I was solving a question, in which I was asked to solve the following system of differential equations: $$ \dot x = 3x + 2y, \quad \dot y = -5x - 3y. $$ I got the general solution in $\mathbb R^2$ to be $$ \begin{pmatrix} x \\ y \end{pmatrix} = \begin{pmatrix} C & D \\ -\frac32 C + \frac12 D & -\frac12 C - \frac 32 D \end{pmatrix}\begin{pmatrix} \cos t \\ \sin t \end{pmatrix}, \quad C,D\in \mathbb R. $$ Now, I want to sketch the phase portrait of this solution (apparently, as we change $C$ and $D$, only the scale of the ellipse changes, not its orientation or ratio between major and minor axes). My question is, how do I determine the orientation of axis lengths of this ellipse (in terms of $C$ and $D$)? Given an arbitrary ellipse of the form $$ \begin{pmatrix} C & D \\ E & F \end{pmatrix}\begin{pmatrix} \cos t \\ \sin t \end{pmatrix}, $$ how would one sketch it?
4 Answers
$$\dot x = 3x + 2y, \quad \dot y = -5x - 3y.$$ $$2\dot x+\dot y = x + y, \quad \dot y+\dot x = -2x - y.$$ Substitute $u=x+y$ and $v=2x+y$: $$\dot v= u ,\quad \dot u=-v$$ $$\implies \dfrac {dv}{du}=-\dfrac u v$$ $$v^2+u^2=C$$ $$(x+y)^2+(2x+y)^2=C$$
late to the party. Given $$ \left( \begin{array}{c} \dot x \\ \dot y \end{array} \right) = \left( \begin{array}{cc} p & q \\ r&s \end{array} \right) \left( \begin{array}{c} x \\ y \end{array} \right), $$ we can have a constant quadratic form (other than at the origin) only when the trace or the determinant of the coefficient matrix is zero. Zero determinant means a line. More interesting is trace zero.

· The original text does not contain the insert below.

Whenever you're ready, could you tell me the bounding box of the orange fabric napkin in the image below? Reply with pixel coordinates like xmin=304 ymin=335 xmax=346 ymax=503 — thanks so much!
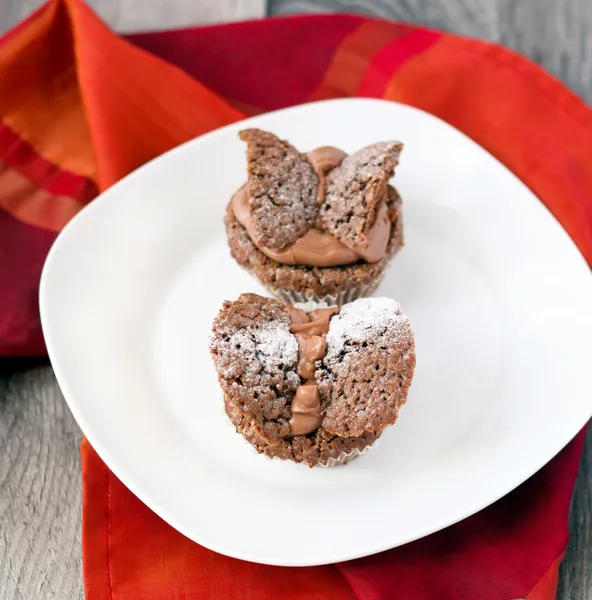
xmin=1 ymin=1 xmax=591 ymax=598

When $$ \left( \begin{array}{c} \dot x \\ \dot y \end{array} \right) = \left( \begin{array}{cc} p & q \\ r&-p \end{array} \right) \left( \begin{array}{c} x \\ y \end{array} \right) $$ we can readily calculate that $$ \frac{d}{dt} \; \left( rx^2 - 2pxy - q y^2 \right) = 0 $$ The type of conic section we see is determined by the discriminant $$ \Delta = 4p^2 + 4qr ,$$ as well as the sign of the constant $C$ in $ rx^2 - 2pxy - q y^2 = C $
If you set $\vec\alpha=(C,E)$ and $\vec\beta=(D,F)$, then the parametric equation can be written as $\vec p(t)=\vec\alpha\cos t+\vec\beta\sin t$ and vectors $\vec\alpha$, $\vec\beta$ are two conjugate semi-diameters.
But conjugate semidiameters are related to semi-axes $a$, $b$ of the ellipse by Apollonius' formulas: $$ a^2+b^2=|\vec\alpha|^2+|\vec\beta|^2, \quad ab=|\vec\alpha\times\vec\beta| $$ and can thus be computed. To find the directions of the axes one could follow a nice geometric construction, or find the values of $t$ for which the derivative of $|\vec p(t)|^2$ vanishes, obtaining: $$ \tan 2t={2\vec\alpha\cdot\vec\beta \over|\vec\alpha|^2-|\vec\beta|^2}. $$
First write $\cos t$ and $\sin t$ in terms of $x$ and $y$: $$ \begin{pmatrix} x \\ y\end{pmatrix}=\begin{pmatrix} C & D \\ E & F \end{pmatrix}\begin{pmatrix} \cos t \\ \sin t \end{pmatrix}\\ \begin{pmatrix} \cos t \\ \sin t \end{pmatrix}=\begin{pmatrix} C & D \\ E & F \end{pmatrix}^{-1}\begin{pmatrix} x \\ y\end{pmatrix} $$ The inverse is a $2\times2$ matrix, say $\begin{pmatrix} \alpha & \beta \\ \gamma & \delta \end{pmatrix}$. You also know $\cos^2 t+\sin^2t=1$. So $$(\alpha x+\beta y)^2+(\gamma x+\delta y)^2=1$$ You can group the terms together, then use this answer to get the orientation, and something like this answer to find the length of the semiaxes.